How can this be? In the mirror, she saw herself—a self from almost thirty years ago, but nonetheless herself. “What do you see?”
He opened his hands, showing his palms. “I see my daughter, suffering.” “What does she look like?”
“Like a wild cat, cowering in a corner.”
She inhaled. “Do I look like your daughter?”
He wiped his face with his hand. “You are my daughter.”
The world had gone crazy. I’m a teen? No, I’m a mom with teenage daughters. Even thoughshe struggled to draw enough air into her lungs, her head spun, making her stomach queasy again. She reached for the dresser to catch her balance.
Two strong arms scooped her off her feet. “Whoa. I got you.” He carried her to the bed. “Baby girl, how are you feeling?”
Dolores’s mind churned, pondering the puzzle pieces that did not fit. When the room stopped spinning, he came into focus, sitting on a dainty upholstered chair. He had a kind face with a strong, square jaw, his full lips forming a fine line. His gaze was locked on her.
Chilled, she shuddered. “I don’t remember you.” She continued to stare—no recollection whatsoever. Rising onto her elbows, she blinked several times.
The same man saunters into the backyard. Mona jumps off the swing, screaming, “Daddy, Daddy.”
She runs. He bends with open arms to catch her, lifting her into the air. She laughs when he twirls her around.
“How’s my little girl today?”
Her small hands wrap around his neck. “I love you, Daddy.”
She squeezed her eyes shut tight to chase away the memory that wasn’t hers. Instead, she allowed images of her daughters playing with their father to come into focus. A tear snaked down her cheek. She swiped it away.

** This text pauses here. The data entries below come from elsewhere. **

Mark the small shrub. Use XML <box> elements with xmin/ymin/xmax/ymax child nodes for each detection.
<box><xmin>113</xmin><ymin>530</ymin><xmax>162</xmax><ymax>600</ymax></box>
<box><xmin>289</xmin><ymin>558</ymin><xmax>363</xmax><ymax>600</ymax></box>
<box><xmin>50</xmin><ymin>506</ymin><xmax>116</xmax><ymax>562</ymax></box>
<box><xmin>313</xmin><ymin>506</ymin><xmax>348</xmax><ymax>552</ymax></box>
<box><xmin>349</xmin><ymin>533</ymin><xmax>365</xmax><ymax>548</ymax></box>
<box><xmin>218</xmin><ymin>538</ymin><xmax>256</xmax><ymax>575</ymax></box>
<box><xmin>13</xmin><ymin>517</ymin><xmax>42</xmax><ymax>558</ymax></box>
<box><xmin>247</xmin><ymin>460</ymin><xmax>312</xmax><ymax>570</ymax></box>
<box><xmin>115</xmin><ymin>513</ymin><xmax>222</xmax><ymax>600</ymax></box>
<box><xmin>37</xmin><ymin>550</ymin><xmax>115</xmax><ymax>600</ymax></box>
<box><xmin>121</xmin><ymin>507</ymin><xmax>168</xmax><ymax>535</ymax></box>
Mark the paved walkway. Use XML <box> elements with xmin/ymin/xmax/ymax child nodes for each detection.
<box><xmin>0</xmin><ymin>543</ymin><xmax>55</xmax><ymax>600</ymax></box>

“Are you still feeling dizzy?” he asked.
“You don’t remember me?”
She shook her head, but stopped because she did have recollections of the man. Fog crept into her mental peripheral, growing, wrapping around her brain, rendering her incapable of coherent thought.
The doorbell rang.
“That must be Eric.” He looked to the bedroom door and waited.
A few seconds later, the front door slammed. Footsteps thumped up the stairs. The man got up, leaving to meet the person in the hallway.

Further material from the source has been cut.